Sun, 11 Jul 1999 17:32:12 -0700
> > Here are some randomly generated strings for your consideration.
> > -A computer is a construct of meta-information.
> Hmm... i always thought a computer was a physical device that processed
I have noticed that the same computation can be carried out on a variety of
physical devices. A system of gears and punch cards or a set of hydraulic valves
could compute the same programs as a digital computer of the same size. Clearly
the physical device is irrelevant! The one thing that remains constant is the
information that describes the compatable but radically diffirent machines! I
could remove the machine entirely and you could still execute the program
manually. Certainly there is great benefit to having the fastest physical system
you can find will have you grinning more than any less efficient system.
> > -Any unambiguous form of information can be used to make a computer.
> Uhh... (:-))
Okay Lets say you had a ton of kumoquats and banannas to compute with. Lets say
you wring a handfull of kumoquats with two banannas and call it a fruitcake. Or
lay two banannas across each other and call it an "alanis silly". With one
kumoquat and 8 or so banannas you can create a starburst. Then with the banannas
or kumoquats you can either determine that I am avoiding my homework or lay them
out in lines that connect the alanissillys and fruitcakes. With that set of
symbols alone it should be possible to specify a computation. The only trick is
to come up with the rules that govern it. My mind isn't up to it at the moment
but I am certain that with an appropriate set of rules it can be made to support
the execution of a program, any program! Mechanically the system would rely
heavily on humans moving tons of banannas around and shoveling kumoquats so I
don't expect it to be practical, merely possible.
> > -Any ordered set of numbers communicates a unique message.
> No... a set of numbers doesn't communicate anything unless someone >wants it to; a set of numbers could communicate anything depending on the language it was communicated in.
Perhaps. That is a question in number theory. It and information theory should
be able to answer that question.
> > -The code used for translating messages in any language into ordered sets of numbers is universal....
> How do you "translate" something into sets of numbers? You'd need to have a language that used sets of numbers as the syntax first; there'd be many different kinds of languages, so there'd need to be different algorithms of translation for different source and target languages.
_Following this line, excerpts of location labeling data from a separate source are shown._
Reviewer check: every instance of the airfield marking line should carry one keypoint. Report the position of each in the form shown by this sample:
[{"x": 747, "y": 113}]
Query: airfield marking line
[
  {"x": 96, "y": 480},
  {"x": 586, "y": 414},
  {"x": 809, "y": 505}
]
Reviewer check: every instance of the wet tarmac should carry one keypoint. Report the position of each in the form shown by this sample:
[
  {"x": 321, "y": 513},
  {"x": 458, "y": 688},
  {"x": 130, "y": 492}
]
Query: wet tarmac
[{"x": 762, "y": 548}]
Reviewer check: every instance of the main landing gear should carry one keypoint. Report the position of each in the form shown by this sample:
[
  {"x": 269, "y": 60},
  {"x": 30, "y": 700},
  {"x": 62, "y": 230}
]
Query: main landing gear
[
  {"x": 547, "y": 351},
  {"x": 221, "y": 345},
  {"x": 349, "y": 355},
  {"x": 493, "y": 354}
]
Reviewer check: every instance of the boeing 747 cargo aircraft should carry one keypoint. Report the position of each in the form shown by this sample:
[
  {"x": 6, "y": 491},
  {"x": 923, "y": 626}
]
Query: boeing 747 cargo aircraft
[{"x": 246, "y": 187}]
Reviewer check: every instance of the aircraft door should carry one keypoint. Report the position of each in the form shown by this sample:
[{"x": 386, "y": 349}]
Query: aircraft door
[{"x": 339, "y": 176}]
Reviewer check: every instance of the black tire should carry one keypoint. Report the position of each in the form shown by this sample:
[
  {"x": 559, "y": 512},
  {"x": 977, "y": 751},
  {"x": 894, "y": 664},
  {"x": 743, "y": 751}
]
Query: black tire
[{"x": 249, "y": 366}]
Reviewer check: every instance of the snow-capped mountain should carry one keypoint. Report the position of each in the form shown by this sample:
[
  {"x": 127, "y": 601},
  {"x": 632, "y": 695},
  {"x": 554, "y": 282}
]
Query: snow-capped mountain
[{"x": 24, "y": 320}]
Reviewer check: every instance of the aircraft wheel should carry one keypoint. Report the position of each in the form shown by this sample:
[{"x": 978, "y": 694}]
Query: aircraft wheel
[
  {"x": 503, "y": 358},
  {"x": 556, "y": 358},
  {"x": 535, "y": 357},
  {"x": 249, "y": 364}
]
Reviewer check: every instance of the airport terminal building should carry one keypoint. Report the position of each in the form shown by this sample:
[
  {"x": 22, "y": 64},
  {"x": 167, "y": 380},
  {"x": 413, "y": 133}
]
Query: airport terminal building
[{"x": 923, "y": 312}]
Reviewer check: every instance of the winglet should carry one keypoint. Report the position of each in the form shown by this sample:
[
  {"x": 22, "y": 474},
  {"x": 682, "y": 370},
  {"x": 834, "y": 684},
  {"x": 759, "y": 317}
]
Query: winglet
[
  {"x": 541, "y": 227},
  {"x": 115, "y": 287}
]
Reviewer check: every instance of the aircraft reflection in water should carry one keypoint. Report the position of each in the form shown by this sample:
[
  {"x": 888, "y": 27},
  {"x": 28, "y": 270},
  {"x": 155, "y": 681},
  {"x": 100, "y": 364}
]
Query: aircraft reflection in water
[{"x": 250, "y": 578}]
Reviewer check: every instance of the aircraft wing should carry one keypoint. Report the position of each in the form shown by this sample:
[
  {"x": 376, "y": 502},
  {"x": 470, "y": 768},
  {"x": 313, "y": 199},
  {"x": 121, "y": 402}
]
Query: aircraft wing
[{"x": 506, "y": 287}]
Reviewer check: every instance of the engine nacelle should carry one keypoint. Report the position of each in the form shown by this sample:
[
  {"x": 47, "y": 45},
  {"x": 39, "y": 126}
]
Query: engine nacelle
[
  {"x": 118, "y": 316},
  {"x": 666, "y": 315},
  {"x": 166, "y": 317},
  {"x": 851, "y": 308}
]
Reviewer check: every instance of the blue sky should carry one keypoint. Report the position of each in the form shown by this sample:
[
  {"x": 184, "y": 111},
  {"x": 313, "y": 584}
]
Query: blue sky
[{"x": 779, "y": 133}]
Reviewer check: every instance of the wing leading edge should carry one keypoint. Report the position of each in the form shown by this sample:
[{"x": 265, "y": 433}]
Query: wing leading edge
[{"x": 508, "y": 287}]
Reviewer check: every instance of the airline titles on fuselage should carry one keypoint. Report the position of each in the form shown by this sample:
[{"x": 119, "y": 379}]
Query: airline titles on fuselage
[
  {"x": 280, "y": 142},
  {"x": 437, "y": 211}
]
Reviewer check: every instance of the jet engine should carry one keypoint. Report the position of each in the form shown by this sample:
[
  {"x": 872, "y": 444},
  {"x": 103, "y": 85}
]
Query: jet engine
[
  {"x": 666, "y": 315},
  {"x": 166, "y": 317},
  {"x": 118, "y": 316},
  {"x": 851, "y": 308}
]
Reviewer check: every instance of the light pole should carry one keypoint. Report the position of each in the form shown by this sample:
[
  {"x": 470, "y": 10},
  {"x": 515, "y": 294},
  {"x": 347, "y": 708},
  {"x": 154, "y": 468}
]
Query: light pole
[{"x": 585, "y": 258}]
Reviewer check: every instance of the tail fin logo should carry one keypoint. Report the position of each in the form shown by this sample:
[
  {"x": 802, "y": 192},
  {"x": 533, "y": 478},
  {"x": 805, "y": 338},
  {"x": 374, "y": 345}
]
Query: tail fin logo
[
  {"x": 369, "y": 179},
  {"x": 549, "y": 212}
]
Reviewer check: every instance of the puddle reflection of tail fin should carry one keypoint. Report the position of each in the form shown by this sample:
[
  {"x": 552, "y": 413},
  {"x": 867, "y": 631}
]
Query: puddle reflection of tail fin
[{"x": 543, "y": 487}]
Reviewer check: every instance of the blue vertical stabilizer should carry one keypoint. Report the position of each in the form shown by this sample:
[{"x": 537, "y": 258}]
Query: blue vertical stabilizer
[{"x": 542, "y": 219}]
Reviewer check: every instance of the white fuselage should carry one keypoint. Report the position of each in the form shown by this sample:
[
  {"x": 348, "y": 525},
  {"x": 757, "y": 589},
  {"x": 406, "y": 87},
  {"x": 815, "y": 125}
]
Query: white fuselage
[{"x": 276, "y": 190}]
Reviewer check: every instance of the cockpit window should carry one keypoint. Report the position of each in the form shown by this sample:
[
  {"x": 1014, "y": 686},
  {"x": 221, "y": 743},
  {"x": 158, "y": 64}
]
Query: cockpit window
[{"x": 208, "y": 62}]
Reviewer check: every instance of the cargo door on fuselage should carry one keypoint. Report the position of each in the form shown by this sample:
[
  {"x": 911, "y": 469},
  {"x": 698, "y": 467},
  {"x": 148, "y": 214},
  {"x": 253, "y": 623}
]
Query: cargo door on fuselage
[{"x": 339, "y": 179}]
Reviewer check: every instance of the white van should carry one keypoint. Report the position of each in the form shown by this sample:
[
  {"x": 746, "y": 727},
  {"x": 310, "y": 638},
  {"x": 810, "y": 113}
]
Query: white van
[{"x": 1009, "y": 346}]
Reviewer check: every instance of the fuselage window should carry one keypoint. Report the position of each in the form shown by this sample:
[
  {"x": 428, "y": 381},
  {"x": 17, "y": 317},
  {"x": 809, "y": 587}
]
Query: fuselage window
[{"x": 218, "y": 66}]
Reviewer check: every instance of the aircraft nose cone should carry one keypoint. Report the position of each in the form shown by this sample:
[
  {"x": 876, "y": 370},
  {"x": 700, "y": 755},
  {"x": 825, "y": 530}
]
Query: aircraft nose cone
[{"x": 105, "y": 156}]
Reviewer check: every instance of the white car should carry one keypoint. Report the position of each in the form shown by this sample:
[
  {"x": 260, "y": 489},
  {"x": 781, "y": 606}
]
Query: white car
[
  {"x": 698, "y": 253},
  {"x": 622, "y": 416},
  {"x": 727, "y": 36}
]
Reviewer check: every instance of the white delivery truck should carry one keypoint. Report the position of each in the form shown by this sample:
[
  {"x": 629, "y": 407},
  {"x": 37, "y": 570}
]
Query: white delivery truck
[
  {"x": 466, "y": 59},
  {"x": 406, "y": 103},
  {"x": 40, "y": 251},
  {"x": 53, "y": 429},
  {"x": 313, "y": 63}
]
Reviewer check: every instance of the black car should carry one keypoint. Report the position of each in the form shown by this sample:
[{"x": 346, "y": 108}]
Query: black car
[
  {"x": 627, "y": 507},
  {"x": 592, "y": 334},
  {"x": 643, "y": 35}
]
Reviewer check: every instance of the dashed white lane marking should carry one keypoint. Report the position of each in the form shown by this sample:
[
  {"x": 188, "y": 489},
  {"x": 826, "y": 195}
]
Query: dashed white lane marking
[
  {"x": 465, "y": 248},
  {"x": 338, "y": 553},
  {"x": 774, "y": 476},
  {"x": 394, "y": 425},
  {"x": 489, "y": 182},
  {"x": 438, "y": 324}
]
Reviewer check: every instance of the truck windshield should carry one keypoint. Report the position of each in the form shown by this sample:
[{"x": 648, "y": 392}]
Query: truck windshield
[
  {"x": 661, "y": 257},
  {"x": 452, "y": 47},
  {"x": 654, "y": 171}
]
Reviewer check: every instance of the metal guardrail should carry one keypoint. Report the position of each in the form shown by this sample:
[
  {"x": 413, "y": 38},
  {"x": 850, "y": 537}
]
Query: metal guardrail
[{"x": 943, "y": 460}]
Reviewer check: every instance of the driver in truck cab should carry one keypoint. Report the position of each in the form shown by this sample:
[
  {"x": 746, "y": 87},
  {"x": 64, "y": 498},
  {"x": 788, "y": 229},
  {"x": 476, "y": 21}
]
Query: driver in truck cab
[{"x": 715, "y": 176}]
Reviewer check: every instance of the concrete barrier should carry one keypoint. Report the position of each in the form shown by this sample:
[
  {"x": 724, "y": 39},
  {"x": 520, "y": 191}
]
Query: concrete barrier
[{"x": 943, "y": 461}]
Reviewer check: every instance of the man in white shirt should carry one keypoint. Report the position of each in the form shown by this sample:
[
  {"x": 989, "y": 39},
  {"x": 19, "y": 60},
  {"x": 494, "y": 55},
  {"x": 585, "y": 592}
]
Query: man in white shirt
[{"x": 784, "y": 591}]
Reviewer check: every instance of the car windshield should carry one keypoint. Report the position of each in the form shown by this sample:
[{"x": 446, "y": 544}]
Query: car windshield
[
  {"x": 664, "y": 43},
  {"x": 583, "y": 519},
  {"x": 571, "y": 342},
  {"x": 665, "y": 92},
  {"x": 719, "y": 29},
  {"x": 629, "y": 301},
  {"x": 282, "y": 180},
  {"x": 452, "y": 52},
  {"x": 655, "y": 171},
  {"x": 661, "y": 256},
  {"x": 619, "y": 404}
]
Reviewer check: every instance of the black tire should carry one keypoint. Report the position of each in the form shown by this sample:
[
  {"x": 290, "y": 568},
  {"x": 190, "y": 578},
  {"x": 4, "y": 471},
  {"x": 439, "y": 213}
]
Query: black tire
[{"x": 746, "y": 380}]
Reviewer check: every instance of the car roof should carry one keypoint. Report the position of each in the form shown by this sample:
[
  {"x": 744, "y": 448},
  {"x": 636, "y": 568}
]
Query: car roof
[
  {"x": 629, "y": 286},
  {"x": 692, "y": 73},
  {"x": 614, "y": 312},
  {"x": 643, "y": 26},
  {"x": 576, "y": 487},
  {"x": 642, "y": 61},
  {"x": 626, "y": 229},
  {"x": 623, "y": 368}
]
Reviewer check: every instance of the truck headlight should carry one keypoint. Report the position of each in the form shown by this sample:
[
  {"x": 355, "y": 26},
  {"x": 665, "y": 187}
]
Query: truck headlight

That may turn out to be the case. I am not really sure of the answer yet.
Clearly the numbers would not be a discrete one to one translation as with godel
numbering but rather express a pattern or mathematical idea. Then creating more
interesting ideas would be a question of finding the product of the strings you
want to combine. It would require a great deal of factorization. Practically
this system would be most appropriate during the transition to quantum
> > -With a system of ordered sets of numbers a "Natural Computer" can be >created.
> Well, maybe _with_ them you could (you could make a computer with >cheese, lettuce, and tomatoes too), but you're going to need some silicon or something if you're really going to make a computer...
Quantum fluks. or Nanoscale transistors.
> What are you trying to say?
3y3 4m l4m3.
> Are you really just saying that you find sets of numbers interesting?
They are! In an absolute sense not just a subjective sense!
> I find them somewhat interesting too, but it is silly to make these >vague claims about what one can do with them.
I make no claims! Only hypothesi!!! In my first message I did not say "I claim
the following" instaid I said "Here are some randomly generated strings for your
consideration." I didn't want to have to eat words later so I carefully made it
so that I couldn't be blamed for what I wrote because I could use randomness as
a scapegoat. =P
Pyramid schemes are illegal.
Social Security is a pyramid scheme.